Fine-tuning: our approach is complementary to fine-tuning an LLM to produce structured output. While fine-tuning currently can enhance but not guarantee adherence to a schema, our system introduces strong guarantees on the output.

Demo

https://github.com/otriscon/llm-structured-output/assets/165947759/f38704da-34b0-4601-be8b-48b92199445d

Without a schema, Mistral 7B Instruct 0.2 solves the data extraction task but, despite our instructions to the contrary, it adds a lot of additional output that's not necessary, is hard to parse, and wastes time.

https://github.com/otriscon/llm-structured-output/assets/165947759/f79a78ca-8244-4ec6-9e90-b6cdedfbb8b0

With the schema, the generation is precisely the output we require.

What's in the box

You'll find:

A framefork and set of acceptors for constraining LLM output, which are application-independent.
Reference implementations and examples using Apple's MLX library.

Framework and JSON acceptors

An acceptor/state machine framework which progresses all valid states of a given graph simultaneously.
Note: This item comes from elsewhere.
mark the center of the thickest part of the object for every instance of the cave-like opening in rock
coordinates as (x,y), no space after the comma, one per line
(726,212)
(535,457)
This minimizes the need for backtracking, which is expensive for LLMs as it would require re-computing past tokens. In this sense, the concept is similar to a chart parser or Earley-style recognizer and shares a similar motivation. In practice, it's quite different because we're dealing with token-level input. We implemented several optimizations to minimize combinatorial explosion: we use a trie to traverse the token vocabulary in logarithmic time, and collapse the trie branches when multiple options are equivalent. We also prune the chart by removing equivalent states arrived at by different paths. See acceptor.py.
A JSON acceptor based on the framework above that accepts valid JSON. See json_acceptor.py.
A JSON schema acceptor based on both items above that accepts valid JSON that conforms to a JSON schema. See json_schema_acceptor.py. Please note that most but not all JSON schema directives are implemented. Please open an issue if one that you need is not.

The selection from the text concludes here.